Com os Bad Seeds, Cave encontrou o ponto óptimo entre a perfeição musical e o puro entretenimento, não como algo mecânico ou artificial, saído de uma sala de ensaios para maximizar resultados, mas com a liberdade de improviso e movimentos que só os grandes sabem aproveitar. A nós, que tentamos recriar ambientes, resta-nos esta (tentativa de) evocação de um concerto especial pelo todo público/banda que urdiu, em que noções como fã ou conhecedor foram irrelevantes, perante a ubiquidade dos sentimentos e do respeito mútuo, da gigantesca corrente eléctrica que atravessou os presentes, que espantou, para depois apaziguar e gerar o prazer que fabrica memórias.

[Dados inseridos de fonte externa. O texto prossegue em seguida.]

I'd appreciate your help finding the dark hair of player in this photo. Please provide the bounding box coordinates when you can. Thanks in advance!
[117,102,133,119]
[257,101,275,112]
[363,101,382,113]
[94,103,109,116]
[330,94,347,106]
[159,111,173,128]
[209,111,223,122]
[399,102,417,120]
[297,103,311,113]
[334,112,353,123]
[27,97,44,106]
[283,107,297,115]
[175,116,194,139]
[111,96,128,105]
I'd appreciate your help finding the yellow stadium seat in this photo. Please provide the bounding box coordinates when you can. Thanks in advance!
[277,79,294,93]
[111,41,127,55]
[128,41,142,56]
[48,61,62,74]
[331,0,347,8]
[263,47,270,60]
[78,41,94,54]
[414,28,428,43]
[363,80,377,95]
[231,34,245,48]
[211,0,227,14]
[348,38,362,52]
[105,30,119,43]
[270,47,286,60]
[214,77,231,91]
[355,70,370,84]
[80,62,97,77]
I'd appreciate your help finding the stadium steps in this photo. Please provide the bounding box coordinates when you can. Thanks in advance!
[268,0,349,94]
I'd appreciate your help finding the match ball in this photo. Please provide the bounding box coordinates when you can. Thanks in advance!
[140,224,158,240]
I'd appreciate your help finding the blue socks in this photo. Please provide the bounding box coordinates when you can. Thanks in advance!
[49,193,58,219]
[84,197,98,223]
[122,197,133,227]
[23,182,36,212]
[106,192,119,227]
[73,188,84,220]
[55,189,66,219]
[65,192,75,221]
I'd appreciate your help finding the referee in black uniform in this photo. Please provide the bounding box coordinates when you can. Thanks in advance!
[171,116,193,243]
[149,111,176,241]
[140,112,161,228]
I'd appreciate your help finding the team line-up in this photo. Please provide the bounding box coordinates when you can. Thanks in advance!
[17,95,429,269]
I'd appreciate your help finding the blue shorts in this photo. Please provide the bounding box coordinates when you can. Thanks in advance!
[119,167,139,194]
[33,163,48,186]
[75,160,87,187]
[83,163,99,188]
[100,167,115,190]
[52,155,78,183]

Mas nem só de Cave se fez o último dia de NOS Primavera Sound. Na mesma noite, tivemos o grato prazer de ver os War on Drugs mostrar o seu A Deeper Understanding, num espectáculo em que algumas largas centenas de festivaleiros resistiram à intempérie para aclamar um dos colectivos mais aliciantes da actualidade, com os seus solos quase místicos e a voz dylanesca do seu vocalista.
Nils Frahm trouxe a sua parafernália, híbrido entre o orgânico e o electrónico, para um concerto muito para além dos dj sets que povoaram o restante alinhamento, criando loops in loco, prontamente casados com a melodia perfeita para a ressaca do concerto de Cave. Uma construção bela e surpreendente e uma discografia única que urge descobrir ou recordar.
Antes de tudo isto, os Public Service Broadcasting mostraram toda a sua perícia instrumental e bom gosto com um espectáculo audiovisual planeado ao detalhe e sem falhas, com direito a coreografias e talento a rodos. Ainda melhores que nos registos de estúdio, foram prejudicados pelas condições climatéricas, que afastaram algum público para outras paragens mais protegidas.
Em jeito de balanço, segundo dados da organização, encontramos um festival que cresceu (atingindo a marca dos 100 mil espectadores) e um cartaz criado para agradar a gregos e troianos. Boas notícias para a viabilidade financeira do festival, cuja edição de 2019 já está garantida, para os dias 6 a 8 de Junho. Noticias preocupantes para quem, já este ano, viu alguns erros de casting num cartaz sem fio condutor, indícios de possíveis mudanças que podem descaracterizar um evento que, desde o início, priveligia a descoberta e a celebração da música nova e desafiante sobre a artificialidade dos fenómenos mediáticos e dos acessórios e memorabilia. Variedade e novidade não podem nunca ser sinónimo de dispersão e incoerência, sob pena de sacrificar uma identidade forte construída com classe e cuidado.
Em 2019 tiramos a prova dos 8 (anos de existência). Que o deus do Rock vos acompanhe de volta à vida real. Ámen.